Republicans, meanwhile, are pointing out the hypocrisy of companies like Delta and Coca-Cola calling out the Georgia voting rights law, while also, as multi-national corporations do, pursuing business in China.
As Sen. Marco Rubio, the Florida Republican, said in a tweet:
Dear @Delta:
You are business partners with the Communist Party of #China
When can we expect your letter saying that their ongoing genocide in #Xinjiang is “unacceptable and does not match Delta’s values”???
The Wall Street Journal wondered if Biden’s endorsement of sports boycotts related to justice will extend from the Georgia law to the upcoming Winter Olympics scheduled to take place in 2022.

Looking beyond Georgia

The activists pushing for changes in places like Georgia aren’t exactly satisfied with the corporate nods, which will have a debatable effect in Georgia, where the law has already been put in effect and now faces a court battle.
Republicans in other states, however, have their own plans to make voting more difficult.
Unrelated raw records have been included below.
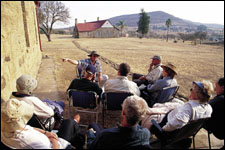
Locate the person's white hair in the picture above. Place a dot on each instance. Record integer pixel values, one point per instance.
(206, 93)
(25, 84)
(134, 108)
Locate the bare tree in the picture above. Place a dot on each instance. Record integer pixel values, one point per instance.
(49, 13)
(168, 24)
(122, 25)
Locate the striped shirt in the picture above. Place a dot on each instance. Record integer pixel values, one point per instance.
(85, 62)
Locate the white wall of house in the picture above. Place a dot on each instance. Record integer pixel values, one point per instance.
(107, 24)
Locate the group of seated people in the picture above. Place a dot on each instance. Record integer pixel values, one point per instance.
(16, 132)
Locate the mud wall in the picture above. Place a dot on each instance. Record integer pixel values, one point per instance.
(20, 48)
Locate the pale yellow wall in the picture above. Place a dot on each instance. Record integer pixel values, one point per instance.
(18, 57)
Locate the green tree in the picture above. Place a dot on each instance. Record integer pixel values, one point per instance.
(49, 13)
(168, 24)
(122, 25)
(143, 23)
(201, 28)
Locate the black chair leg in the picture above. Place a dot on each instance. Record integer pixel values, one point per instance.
(209, 140)
(193, 142)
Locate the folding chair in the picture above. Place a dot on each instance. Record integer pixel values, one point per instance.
(113, 101)
(83, 99)
(166, 95)
(79, 71)
(190, 129)
(36, 122)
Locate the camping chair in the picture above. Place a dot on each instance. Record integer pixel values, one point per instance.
(81, 100)
(36, 122)
(79, 71)
(190, 129)
(165, 95)
(113, 101)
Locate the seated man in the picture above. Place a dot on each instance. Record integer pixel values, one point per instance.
(86, 83)
(154, 72)
(93, 60)
(169, 72)
(216, 122)
(128, 134)
(17, 134)
(176, 116)
(121, 83)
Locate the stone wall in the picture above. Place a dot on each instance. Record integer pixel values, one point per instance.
(20, 48)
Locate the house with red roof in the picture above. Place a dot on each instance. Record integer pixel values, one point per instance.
(96, 29)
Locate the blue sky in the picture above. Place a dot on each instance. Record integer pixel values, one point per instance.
(196, 11)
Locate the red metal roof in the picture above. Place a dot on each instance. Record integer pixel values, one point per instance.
(90, 26)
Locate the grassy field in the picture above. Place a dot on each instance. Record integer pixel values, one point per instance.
(193, 62)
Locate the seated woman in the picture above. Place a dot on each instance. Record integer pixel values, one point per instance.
(216, 123)
(16, 134)
(177, 116)
(169, 72)
(25, 85)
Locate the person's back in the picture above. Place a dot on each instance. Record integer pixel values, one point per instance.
(128, 134)
(216, 122)
(86, 84)
(121, 82)
(169, 72)
(121, 137)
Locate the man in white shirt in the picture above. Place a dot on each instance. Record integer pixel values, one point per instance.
(121, 83)
(196, 108)
(154, 72)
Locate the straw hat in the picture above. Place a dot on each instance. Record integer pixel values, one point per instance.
(170, 66)
(94, 53)
(15, 114)
(25, 84)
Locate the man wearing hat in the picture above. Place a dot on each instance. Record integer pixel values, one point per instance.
(93, 60)
(154, 72)
(169, 72)
(86, 84)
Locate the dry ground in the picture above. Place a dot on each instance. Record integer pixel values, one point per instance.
(193, 62)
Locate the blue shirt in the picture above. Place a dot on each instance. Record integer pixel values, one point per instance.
(160, 84)
(121, 137)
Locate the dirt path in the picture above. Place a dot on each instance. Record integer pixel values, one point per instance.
(55, 76)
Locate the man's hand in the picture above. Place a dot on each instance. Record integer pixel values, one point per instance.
(64, 59)
(91, 129)
(51, 135)
(142, 77)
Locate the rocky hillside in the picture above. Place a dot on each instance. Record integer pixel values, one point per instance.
(158, 18)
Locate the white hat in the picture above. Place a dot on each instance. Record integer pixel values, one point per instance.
(15, 114)
(25, 84)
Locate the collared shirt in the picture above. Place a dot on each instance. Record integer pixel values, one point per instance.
(121, 84)
(155, 73)
(121, 137)
(181, 115)
(85, 62)
(160, 84)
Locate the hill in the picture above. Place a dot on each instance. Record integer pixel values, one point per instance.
(159, 18)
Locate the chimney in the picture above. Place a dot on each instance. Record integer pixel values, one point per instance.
(75, 21)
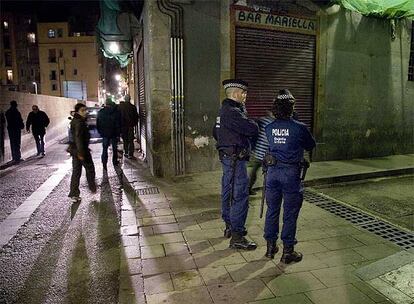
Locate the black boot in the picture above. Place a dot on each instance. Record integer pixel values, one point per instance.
(227, 231)
(272, 249)
(289, 255)
(238, 241)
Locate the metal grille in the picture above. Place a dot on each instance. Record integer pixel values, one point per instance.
(147, 191)
(391, 233)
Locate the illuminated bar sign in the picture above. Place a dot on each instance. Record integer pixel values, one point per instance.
(276, 21)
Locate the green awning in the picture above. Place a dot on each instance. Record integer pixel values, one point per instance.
(390, 9)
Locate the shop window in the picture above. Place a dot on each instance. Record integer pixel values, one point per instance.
(9, 76)
(31, 37)
(51, 33)
(411, 62)
(52, 55)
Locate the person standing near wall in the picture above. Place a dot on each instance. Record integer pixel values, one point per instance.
(287, 140)
(81, 155)
(232, 131)
(129, 120)
(15, 126)
(39, 122)
(108, 124)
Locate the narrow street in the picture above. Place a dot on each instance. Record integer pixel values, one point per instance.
(65, 253)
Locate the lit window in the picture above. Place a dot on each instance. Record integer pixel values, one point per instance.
(51, 33)
(31, 37)
(10, 75)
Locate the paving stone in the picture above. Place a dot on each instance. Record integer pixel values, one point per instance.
(168, 264)
(293, 283)
(376, 251)
(240, 292)
(153, 251)
(218, 258)
(346, 294)
(340, 242)
(253, 270)
(158, 283)
(340, 257)
(158, 239)
(197, 295)
(336, 276)
(176, 249)
(186, 279)
(215, 275)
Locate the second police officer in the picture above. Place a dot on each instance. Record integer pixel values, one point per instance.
(287, 139)
(233, 131)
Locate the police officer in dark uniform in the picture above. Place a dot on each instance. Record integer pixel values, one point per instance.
(287, 139)
(232, 131)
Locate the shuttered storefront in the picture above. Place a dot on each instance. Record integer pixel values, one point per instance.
(270, 60)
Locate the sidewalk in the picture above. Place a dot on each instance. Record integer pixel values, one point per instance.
(175, 252)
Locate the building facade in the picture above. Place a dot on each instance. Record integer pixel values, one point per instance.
(350, 75)
(69, 62)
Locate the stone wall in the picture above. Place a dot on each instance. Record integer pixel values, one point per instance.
(57, 108)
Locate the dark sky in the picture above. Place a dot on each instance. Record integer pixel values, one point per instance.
(53, 11)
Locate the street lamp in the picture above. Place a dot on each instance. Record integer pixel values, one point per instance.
(35, 84)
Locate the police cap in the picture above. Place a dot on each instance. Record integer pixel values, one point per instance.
(235, 83)
(285, 95)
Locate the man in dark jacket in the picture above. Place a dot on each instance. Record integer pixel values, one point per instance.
(39, 122)
(81, 156)
(14, 126)
(232, 131)
(129, 119)
(108, 124)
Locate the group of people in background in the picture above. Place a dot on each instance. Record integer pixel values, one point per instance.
(113, 121)
(37, 121)
(279, 142)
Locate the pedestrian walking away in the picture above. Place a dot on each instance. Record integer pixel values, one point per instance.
(108, 124)
(39, 121)
(129, 120)
(233, 131)
(15, 126)
(81, 155)
(287, 139)
(260, 148)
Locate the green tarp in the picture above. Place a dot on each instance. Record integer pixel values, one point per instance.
(390, 9)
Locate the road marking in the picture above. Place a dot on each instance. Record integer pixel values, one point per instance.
(22, 214)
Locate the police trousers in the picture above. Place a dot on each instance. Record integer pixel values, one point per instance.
(234, 215)
(283, 182)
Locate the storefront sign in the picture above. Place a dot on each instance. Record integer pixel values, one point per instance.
(277, 21)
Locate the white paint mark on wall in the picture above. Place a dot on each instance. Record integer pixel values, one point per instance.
(201, 141)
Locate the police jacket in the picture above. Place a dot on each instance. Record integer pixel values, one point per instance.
(233, 129)
(80, 136)
(287, 139)
(108, 122)
(39, 121)
(14, 119)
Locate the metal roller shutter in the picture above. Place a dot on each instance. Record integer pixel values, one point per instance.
(271, 60)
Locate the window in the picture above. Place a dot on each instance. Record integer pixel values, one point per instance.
(8, 59)
(9, 76)
(51, 33)
(411, 62)
(52, 55)
(31, 37)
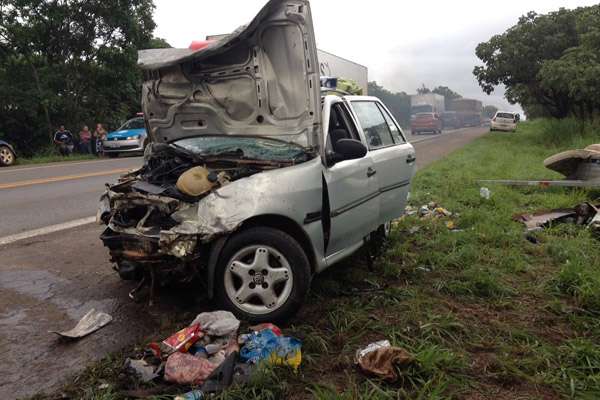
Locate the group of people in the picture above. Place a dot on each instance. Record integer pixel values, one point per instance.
(87, 142)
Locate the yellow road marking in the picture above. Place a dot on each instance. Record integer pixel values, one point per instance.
(32, 182)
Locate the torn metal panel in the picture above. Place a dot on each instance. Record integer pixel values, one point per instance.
(91, 322)
(263, 80)
(582, 214)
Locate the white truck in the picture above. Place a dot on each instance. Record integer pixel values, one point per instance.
(427, 103)
(338, 67)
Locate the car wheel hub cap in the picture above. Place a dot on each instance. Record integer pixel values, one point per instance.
(258, 279)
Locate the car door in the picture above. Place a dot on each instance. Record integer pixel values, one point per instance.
(352, 188)
(393, 157)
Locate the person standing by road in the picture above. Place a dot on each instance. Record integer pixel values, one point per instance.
(99, 136)
(85, 140)
(63, 139)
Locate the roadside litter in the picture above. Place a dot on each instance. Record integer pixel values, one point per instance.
(583, 214)
(581, 168)
(209, 354)
(383, 360)
(91, 322)
(485, 193)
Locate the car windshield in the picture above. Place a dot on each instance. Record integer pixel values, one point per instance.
(422, 108)
(244, 147)
(137, 123)
(505, 115)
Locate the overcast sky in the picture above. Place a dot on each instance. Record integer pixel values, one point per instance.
(403, 43)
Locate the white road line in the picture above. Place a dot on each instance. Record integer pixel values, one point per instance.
(62, 164)
(46, 230)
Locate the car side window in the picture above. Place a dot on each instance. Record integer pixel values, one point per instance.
(340, 126)
(374, 124)
(394, 129)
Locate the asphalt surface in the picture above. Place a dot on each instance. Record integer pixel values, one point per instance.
(48, 282)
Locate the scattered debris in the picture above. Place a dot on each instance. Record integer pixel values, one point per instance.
(382, 360)
(91, 322)
(433, 210)
(267, 345)
(193, 395)
(485, 193)
(186, 369)
(217, 323)
(582, 214)
(581, 168)
(207, 354)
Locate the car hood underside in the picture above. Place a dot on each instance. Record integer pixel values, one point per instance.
(262, 80)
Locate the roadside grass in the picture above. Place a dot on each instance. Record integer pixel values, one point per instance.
(484, 312)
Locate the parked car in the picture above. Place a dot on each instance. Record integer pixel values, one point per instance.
(8, 156)
(254, 193)
(504, 121)
(450, 120)
(426, 122)
(131, 137)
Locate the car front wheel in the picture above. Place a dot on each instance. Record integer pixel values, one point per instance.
(263, 275)
(7, 157)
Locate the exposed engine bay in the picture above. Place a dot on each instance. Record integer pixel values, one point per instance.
(154, 223)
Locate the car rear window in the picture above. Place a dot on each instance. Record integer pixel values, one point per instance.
(425, 116)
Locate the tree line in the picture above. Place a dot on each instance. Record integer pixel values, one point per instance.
(549, 64)
(69, 62)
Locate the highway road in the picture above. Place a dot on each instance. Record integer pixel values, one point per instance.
(40, 198)
(51, 276)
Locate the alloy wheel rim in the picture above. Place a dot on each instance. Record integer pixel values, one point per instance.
(258, 279)
(6, 156)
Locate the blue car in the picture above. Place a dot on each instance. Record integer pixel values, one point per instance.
(129, 138)
(7, 154)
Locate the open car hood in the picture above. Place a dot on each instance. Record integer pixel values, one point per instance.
(262, 80)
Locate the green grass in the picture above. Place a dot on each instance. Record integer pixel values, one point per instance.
(484, 312)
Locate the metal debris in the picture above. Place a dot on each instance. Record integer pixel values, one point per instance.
(91, 322)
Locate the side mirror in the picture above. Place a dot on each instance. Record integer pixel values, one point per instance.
(347, 149)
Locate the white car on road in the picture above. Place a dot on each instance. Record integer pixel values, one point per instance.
(504, 121)
(254, 181)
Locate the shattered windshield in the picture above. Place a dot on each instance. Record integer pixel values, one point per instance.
(244, 147)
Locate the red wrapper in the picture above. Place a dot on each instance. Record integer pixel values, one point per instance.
(184, 339)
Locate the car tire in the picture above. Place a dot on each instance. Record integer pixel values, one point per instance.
(7, 157)
(241, 272)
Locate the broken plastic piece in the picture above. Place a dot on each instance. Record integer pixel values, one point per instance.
(91, 322)
(184, 339)
(186, 369)
(144, 371)
(217, 323)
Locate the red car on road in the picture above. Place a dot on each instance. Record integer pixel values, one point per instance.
(426, 122)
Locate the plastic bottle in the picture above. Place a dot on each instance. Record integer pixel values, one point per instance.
(193, 395)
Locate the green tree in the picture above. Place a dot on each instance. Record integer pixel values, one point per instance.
(548, 63)
(398, 103)
(448, 93)
(70, 62)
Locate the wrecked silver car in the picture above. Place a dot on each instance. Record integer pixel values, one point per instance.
(254, 182)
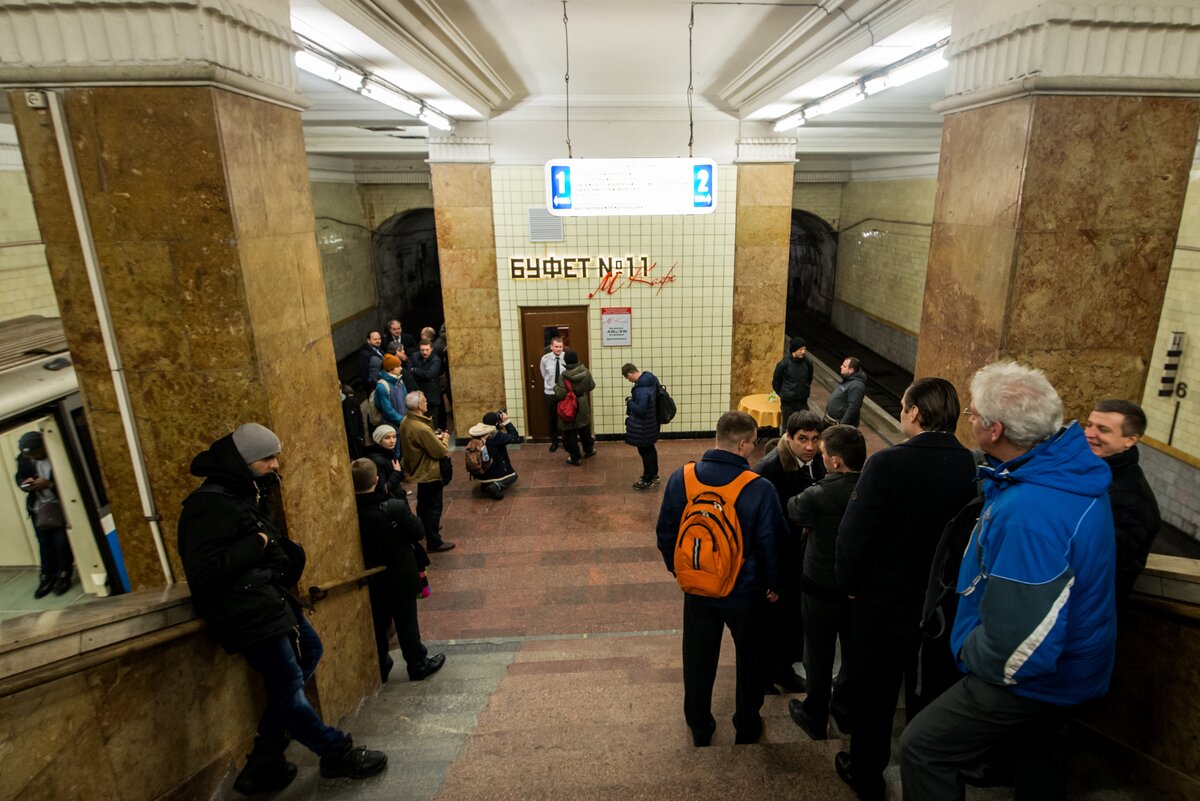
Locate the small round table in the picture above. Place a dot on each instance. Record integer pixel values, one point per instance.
(766, 413)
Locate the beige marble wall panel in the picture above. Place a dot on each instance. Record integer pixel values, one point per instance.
(1117, 163)
(760, 265)
(982, 164)
(349, 668)
(124, 730)
(268, 185)
(463, 227)
(130, 144)
(462, 212)
(766, 185)
(462, 186)
(473, 267)
(1115, 270)
(760, 275)
(210, 307)
(762, 226)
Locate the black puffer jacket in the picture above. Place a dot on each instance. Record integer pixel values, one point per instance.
(1135, 517)
(391, 537)
(641, 411)
(239, 585)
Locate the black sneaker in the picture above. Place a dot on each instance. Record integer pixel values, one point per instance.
(63, 583)
(45, 584)
(351, 762)
(811, 728)
(431, 666)
(264, 774)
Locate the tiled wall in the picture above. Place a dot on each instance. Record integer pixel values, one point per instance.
(821, 199)
(24, 277)
(345, 245)
(1181, 312)
(343, 240)
(384, 200)
(883, 248)
(681, 331)
(1177, 482)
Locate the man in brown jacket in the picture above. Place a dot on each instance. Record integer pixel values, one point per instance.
(423, 449)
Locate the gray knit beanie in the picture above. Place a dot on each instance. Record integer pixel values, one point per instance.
(381, 432)
(255, 441)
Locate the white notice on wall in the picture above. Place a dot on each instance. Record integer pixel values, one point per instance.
(597, 187)
(616, 326)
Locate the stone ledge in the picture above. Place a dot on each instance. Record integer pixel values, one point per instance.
(39, 639)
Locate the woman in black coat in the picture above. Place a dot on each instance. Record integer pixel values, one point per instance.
(642, 422)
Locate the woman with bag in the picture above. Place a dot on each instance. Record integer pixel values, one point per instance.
(575, 380)
(35, 476)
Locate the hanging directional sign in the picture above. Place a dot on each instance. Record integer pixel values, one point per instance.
(594, 187)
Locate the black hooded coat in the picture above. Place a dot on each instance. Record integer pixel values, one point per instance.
(240, 586)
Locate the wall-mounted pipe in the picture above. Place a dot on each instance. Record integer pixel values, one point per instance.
(107, 332)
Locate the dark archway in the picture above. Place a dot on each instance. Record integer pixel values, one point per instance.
(811, 269)
(408, 276)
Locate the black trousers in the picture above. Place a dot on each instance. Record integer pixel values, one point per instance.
(649, 455)
(401, 613)
(552, 416)
(703, 626)
(883, 656)
(571, 438)
(961, 726)
(429, 509)
(826, 621)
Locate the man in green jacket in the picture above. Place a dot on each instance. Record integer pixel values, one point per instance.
(423, 450)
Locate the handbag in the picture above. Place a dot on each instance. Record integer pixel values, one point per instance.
(568, 407)
(49, 516)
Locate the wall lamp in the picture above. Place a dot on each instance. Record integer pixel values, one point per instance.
(918, 65)
(377, 89)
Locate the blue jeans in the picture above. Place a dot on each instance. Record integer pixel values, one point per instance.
(287, 661)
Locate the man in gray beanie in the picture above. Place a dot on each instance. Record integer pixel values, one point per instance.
(241, 568)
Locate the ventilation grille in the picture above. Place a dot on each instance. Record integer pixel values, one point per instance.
(544, 227)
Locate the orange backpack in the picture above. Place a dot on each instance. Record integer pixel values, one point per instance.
(708, 549)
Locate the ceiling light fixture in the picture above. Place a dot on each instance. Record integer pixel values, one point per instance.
(321, 64)
(918, 65)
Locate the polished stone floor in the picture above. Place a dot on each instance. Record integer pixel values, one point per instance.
(561, 627)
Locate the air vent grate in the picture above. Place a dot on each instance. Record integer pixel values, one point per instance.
(544, 227)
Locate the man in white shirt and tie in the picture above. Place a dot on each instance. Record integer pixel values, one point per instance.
(551, 368)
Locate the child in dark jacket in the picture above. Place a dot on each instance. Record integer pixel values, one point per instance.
(825, 608)
(391, 537)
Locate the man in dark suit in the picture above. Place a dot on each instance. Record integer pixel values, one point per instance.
(905, 497)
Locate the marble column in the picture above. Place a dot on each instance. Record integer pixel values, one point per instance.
(196, 187)
(1059, 198)
(766, 178)
(462, 211)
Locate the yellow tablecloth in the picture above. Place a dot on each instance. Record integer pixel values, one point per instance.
(766, 413)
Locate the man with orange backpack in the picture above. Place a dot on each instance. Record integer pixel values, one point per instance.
(719, 530)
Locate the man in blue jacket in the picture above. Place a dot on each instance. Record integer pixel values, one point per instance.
(705, 619)
(1036, 625)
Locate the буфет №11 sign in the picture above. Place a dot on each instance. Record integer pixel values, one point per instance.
(595, 187)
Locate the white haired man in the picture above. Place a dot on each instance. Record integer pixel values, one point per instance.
(1036, 625)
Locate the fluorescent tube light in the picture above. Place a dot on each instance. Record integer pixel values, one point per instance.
(923, 66)
(790, 121)
(395, 100)
(437, 120)
(841, 100)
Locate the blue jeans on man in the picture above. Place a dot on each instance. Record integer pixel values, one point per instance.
(286, 662)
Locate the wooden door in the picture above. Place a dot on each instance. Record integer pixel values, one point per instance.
(539, 325)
The Georgia example could certainly have an impact in those places.
“These companies sell their products across the country, and across the country there are Black and brown voters who need to know they’re not being left behind,” Stacey Abrams, the voting rights leader, told the Journal-Constitution of the companies who have spoken up more forcefully now that the Georgia law is in place but were “mealy-mouthed” when it was being debated.

How the culture wars have changed

Another thing to consider is the evolution of culture wars in the US.
While few companies will want to take a stand on a issue like abortion, that is complicated by personal and religious beliefs, it’s much easier for companies to take stands on something as simple as voting rights. Of course the government should be making it easier for people to vote.
Other companies might be looking for some image rehab of their own. Facebook, Twitter and Google, targets of Democratic frustration about access to misinformation on their sites and Republican allegations they minimize conservative views, have all criticized the Georgia law and some have endorsed Democrats’ proposal to create more national voting standards.
The journey to corporate wokeness has been a long time in the making.
A boycott of Arizona for an law widely perceived as anti-immigrant may have cost the state more than $100 million, but it largely fizzled after courts defanged the state law.
North Carolina’s anti-transgender “bathroom bill” led to boycotts by sports leagues and other companies in 2016 and cost the state’s economy more than $3.75 billion, according to an AP analysis. State leaders, after the Republican governor lost his bid for reelection, rolled back elements of the law.
Nike is enough invested in the perception of social justice that it sponsors a quarterback, Colin Kaepernick, who says he’s been blackballed by the league.
The NFL, while not finding room for Kaepernick on a roster, has pledged to spend $250 million to fight systemic racism.